If there’s one thing the British absolutely bloody love, it’s moaning about the weather. And if there is another thing the British absolutely bloody love it’s the Second World War, which apparently We Won.
Actor David Haig’s self-written play ‘Pressure’ manages to impressively combine the two, being an account of the days leading up to the Normandy Landings, during which rival British and American weathermen argued over exactly when D-Day should be.
General Eisenhower (Malcolm Sinclair) is keen that the invasion should occur on Monday, June 5, 1944, and is assured by his countryman Col Krick (Philip Cairns) that the current good weather will hold. But the Brits’ best man, the softly spoken Scottish meteorologist Captain James Stagg (Haig) thinks he can spy danger.
It’s kind of the Second World War equivalent to ‘Rogue One’: we know how things turn out, and realistically these events are just a footnote.
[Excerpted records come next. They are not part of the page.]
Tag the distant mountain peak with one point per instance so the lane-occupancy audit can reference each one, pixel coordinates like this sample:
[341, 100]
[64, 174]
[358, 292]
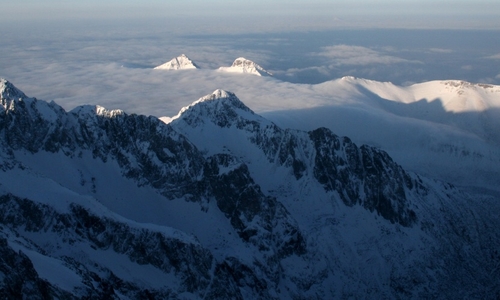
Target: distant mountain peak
[181, 62]
[95, 110]
[243, 65]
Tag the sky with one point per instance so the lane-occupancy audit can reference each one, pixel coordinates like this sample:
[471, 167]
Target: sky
[103, 52]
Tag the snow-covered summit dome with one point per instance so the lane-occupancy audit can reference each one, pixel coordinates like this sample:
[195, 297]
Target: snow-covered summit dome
[243, 65]
[220, 107]
[181, 62]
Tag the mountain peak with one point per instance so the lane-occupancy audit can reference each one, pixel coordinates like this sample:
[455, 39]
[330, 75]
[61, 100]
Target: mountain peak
[243, 65]
[181, 62]
[9, 92]
[95, 110]
[220, 107]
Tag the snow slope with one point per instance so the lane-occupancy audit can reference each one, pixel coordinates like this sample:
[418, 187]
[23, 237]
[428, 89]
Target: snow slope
[181, 62]
[223, 203]
[243, 65]
[426, 127]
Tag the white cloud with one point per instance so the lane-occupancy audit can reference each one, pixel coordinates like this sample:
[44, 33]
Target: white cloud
[441, 50]
[356, 55]
[496, 56]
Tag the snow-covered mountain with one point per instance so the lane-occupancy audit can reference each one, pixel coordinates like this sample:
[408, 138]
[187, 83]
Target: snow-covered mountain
[243, 65]
[181, 62]
[426, 127]
[223, 203]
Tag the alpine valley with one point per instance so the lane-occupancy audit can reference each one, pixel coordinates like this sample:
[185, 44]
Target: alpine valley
[219, 202]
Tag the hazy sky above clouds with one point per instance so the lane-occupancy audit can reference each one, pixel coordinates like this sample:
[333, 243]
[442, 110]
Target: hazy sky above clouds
[353, 13]
[103, 52]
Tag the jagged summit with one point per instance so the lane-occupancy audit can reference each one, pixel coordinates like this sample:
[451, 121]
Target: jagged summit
[96, 110]
[9, 92]
[243, 65]
[181, 62]
[221, 107]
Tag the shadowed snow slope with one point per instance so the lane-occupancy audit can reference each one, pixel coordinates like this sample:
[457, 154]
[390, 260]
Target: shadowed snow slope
[426, 127]
[221, 203]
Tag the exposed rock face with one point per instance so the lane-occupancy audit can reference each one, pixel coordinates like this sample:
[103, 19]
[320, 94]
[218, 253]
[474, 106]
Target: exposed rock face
[243, 65]
[277, 213]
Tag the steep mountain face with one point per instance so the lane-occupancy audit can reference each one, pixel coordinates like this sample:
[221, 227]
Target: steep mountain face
[222, 203]
[243, 65]
[181, 62]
But the sizeable franchise fanbase are liable to enjoy it, especially as we get a sprinkling of historical big beasts, notably Sinclair’s bluff Eisenhower, and Laura Rogers as his super-efficient British attaché Kay Summersby (who rumours persist the General had an affair with).
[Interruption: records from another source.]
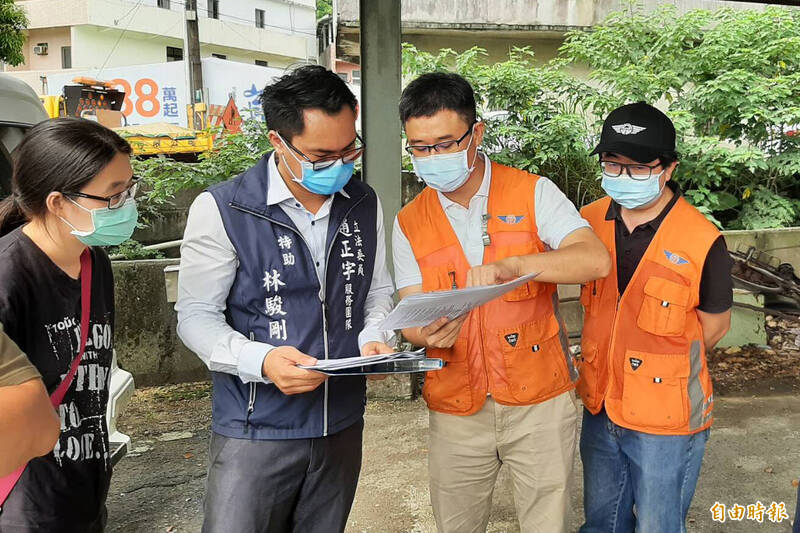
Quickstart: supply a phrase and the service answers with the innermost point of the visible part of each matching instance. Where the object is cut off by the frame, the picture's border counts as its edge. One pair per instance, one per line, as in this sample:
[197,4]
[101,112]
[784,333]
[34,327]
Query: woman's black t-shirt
[40,308]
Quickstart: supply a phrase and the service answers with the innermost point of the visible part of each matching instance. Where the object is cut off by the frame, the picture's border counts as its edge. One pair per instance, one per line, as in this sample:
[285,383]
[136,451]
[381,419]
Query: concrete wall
[783,243]
[574,13]
[289,35]
[145,339]
[55,39]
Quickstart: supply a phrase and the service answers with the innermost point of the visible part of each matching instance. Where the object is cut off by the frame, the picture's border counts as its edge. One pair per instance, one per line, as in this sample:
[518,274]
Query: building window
[213,9]
[66,57]
[174,54]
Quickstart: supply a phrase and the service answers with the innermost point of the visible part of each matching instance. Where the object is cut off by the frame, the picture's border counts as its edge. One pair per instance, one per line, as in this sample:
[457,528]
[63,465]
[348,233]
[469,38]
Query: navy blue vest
[276,298]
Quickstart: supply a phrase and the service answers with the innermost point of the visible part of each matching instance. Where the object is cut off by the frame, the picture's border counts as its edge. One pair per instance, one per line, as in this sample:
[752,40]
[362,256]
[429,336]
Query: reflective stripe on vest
[514,347]
[643,353]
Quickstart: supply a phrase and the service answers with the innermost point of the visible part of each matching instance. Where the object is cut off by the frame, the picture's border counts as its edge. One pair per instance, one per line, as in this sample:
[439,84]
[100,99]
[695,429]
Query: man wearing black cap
[644,379]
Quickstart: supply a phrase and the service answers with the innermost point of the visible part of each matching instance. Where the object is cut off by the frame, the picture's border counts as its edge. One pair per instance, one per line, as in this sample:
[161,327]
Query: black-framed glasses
[425,149]
[114,201]
[637,171]
[348,156]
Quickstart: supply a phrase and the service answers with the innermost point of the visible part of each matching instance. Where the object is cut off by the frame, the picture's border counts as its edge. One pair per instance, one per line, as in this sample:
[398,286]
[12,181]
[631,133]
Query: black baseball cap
[639,131]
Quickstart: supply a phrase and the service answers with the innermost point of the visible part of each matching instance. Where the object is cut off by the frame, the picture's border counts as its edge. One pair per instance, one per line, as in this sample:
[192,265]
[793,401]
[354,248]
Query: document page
[421,309]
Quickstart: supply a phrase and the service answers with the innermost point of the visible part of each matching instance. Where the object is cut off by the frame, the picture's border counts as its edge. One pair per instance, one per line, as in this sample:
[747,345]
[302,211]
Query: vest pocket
[654,390]
[663,310]
[438,278]
[449,389]
[534,359]
[590,297]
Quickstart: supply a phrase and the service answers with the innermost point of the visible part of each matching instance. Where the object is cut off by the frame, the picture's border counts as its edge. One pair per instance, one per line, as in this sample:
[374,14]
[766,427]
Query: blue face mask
[110,227]
[326,181]
[631,193]
[445,172]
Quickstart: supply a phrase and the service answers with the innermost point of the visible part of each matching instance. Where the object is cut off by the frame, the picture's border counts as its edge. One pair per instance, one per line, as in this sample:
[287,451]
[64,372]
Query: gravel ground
[752,455]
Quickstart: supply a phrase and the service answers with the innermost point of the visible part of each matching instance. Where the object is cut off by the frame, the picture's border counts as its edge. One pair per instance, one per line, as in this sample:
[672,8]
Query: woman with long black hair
[73,190]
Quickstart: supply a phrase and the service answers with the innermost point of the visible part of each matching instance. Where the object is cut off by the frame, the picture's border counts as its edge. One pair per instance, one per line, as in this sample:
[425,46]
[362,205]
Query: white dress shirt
[556,217]
[208,269]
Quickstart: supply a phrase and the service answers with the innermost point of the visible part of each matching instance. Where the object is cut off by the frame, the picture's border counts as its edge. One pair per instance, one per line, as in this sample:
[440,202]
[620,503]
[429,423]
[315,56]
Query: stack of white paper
[424,308]
[399,362]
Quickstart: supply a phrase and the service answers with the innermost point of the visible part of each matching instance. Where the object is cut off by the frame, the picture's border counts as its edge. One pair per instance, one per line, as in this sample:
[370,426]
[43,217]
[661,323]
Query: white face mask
[445,172]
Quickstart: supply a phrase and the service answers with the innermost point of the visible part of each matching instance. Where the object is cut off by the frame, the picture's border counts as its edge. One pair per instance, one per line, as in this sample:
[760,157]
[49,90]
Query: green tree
[729,79]
[324,8]
[13,24]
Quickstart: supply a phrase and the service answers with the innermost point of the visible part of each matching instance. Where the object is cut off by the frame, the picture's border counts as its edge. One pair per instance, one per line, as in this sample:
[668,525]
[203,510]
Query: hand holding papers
[390,363]
[421,309]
Haig’s inexperience as a playwright does show a bit. The whole thing could do with a dramaturgical kick up the arse, especially the first 45 minutes or so of John Dove’s production, which mostly consists of people shouting ‘DAMMIT’ whilst looking at weather maps. Though the characters benefit from Haig having done his homework, there’s an underlying thinness, especially to Summersby – preposterously saintly – and Eisenhower – a 2-D brash Yankee (their putative romance feels shoehorned in, rather than examined).
And yet Haig’s relatively simplistic approach has propelled this production to the West End after opening at the Park Theatre a couple of weeks ago. Where a more jaded writer might have felt obliged to tie themselves up into convoluted moral and symbolic knots about the whole thing, Haig just knuckles down and tells a little-known story straightforwardly, with feeling.
As decision time approaches, and emotions fray, the tension finally builds. The title is revealed to have several meanings: the obvious meteorological one, but also the blood pressure of Stagg’s unseen wife, who is about to go into a dangerous labour. All this ramps up the emotional pressure on the initially self-contained Stagg. It pays dividends: Haig’s speciality as a performer is pushing on while looking like he’s on the edge of a breakdown. Here, he wrings it for pathos rather than the usual laughs, and he becomes increasingly magnetic as he does so, a man pushing on beyond all sensible endurance in once-in-a-lifetime circumstances.
In all honesty, you’ll probably enjoy ‘Pressure’ exactly as much as you expect you will. It’s an old-fashioned show with a large, entirely white cast telling a story about plucky Brits and impetuous Yanks triumphing over the odds. But it’s also got a big, beating human heart, and a deft avoidance of actual jingoism. James Stagg may well have saved Europe, and his story deserves to live on.